A world of books (Or: A new library card)

It is time to renew my library card. Over here in the Netherlands, library card fees are not part your property taxes so you have to pay for one separately. On the plus side, it is pretty inexpensive to get a library card – children’s passes are free, with additional discounts based on age (it’s cheaper if you are 18 to 25 or over 65, for instance).

I’ve always been in love with libraries. I can still remember as a kid checking out 15-20 Hardy Boys mystery books at a time (I never got into the Nancy Drew mystery books, unfortunately). And amazingly, not having that many late books. After that I moved on to the Science fiction / fantasy books section for adults, so my time in the children’s department was over.

Here in the Netherlands I’ve had a basic pass for the last three years – I remember feeling antsy waiting for enough identification proof to come in to be able to get one (like in the US, you need to prove you live where you say you live, so I needed to wait for something to be mailed to me with my name and address on it).

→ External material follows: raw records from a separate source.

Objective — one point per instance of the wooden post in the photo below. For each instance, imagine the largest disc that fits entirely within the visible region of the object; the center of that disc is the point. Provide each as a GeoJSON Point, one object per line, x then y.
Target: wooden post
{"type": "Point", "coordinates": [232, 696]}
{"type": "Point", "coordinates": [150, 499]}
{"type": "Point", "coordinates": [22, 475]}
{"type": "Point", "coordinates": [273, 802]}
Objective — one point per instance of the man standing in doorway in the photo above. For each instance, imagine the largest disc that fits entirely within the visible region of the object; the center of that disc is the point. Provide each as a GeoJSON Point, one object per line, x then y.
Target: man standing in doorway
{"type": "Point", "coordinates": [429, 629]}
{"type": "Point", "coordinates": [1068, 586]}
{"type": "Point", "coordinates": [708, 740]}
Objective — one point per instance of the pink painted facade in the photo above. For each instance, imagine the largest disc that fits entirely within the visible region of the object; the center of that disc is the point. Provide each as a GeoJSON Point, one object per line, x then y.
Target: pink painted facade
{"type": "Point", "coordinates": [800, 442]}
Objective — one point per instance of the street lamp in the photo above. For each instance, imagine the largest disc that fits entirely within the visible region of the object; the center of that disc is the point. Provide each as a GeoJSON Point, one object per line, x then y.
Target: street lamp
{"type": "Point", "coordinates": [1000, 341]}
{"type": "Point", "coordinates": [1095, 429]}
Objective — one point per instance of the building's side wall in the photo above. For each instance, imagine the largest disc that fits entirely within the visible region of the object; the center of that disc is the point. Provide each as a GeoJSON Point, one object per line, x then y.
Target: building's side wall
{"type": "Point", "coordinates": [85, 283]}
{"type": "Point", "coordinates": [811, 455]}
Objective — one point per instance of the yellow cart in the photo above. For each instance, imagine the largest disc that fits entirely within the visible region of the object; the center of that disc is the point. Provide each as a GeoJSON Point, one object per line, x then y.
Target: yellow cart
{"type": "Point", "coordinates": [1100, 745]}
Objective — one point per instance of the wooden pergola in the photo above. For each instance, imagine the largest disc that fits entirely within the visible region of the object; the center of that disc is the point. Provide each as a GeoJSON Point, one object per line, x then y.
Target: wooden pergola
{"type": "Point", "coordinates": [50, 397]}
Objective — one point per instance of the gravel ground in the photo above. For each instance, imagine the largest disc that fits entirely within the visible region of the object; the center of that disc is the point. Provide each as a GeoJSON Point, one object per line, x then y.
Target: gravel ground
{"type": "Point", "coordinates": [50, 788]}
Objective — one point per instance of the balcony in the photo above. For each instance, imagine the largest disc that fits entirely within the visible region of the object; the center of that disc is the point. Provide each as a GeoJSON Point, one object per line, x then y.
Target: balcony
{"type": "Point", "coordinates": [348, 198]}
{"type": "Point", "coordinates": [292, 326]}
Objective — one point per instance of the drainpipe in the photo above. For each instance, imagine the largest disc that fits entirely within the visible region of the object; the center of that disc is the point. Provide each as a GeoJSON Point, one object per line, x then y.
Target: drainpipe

This year, I decided to go with one of the options above the basic one. I went with a Sterpas (Star pass):

Sterpas library card (The Hague)

The main difference is how many books you can check out at a time (12 books versus 18) and how long you can have them (3 weeks versus 4, with two renewals regardless of your card type). To be honest, it’s not like I ever expect to need more than 12 books at a time – I’m not a kid anymore – but the four weeks lending period is nice. There’s a few other benefits, like maximum 18 free reservations (yes, it’s not free in this country like it might be in parts of the US) and free movies/games/etc, rather than paying a euro and a half per piece.

Sterpas library card (The Hague) and website

Library card with the library website behind it

If you’re living in the Netherlands and looking to learn Dutch, keep in mind the Central Library of The Hague has a pretty big collection to help you out. It’s now on the 2nd floor, by the escalators. I’ve previously written about the “Leer Nederlands” collection.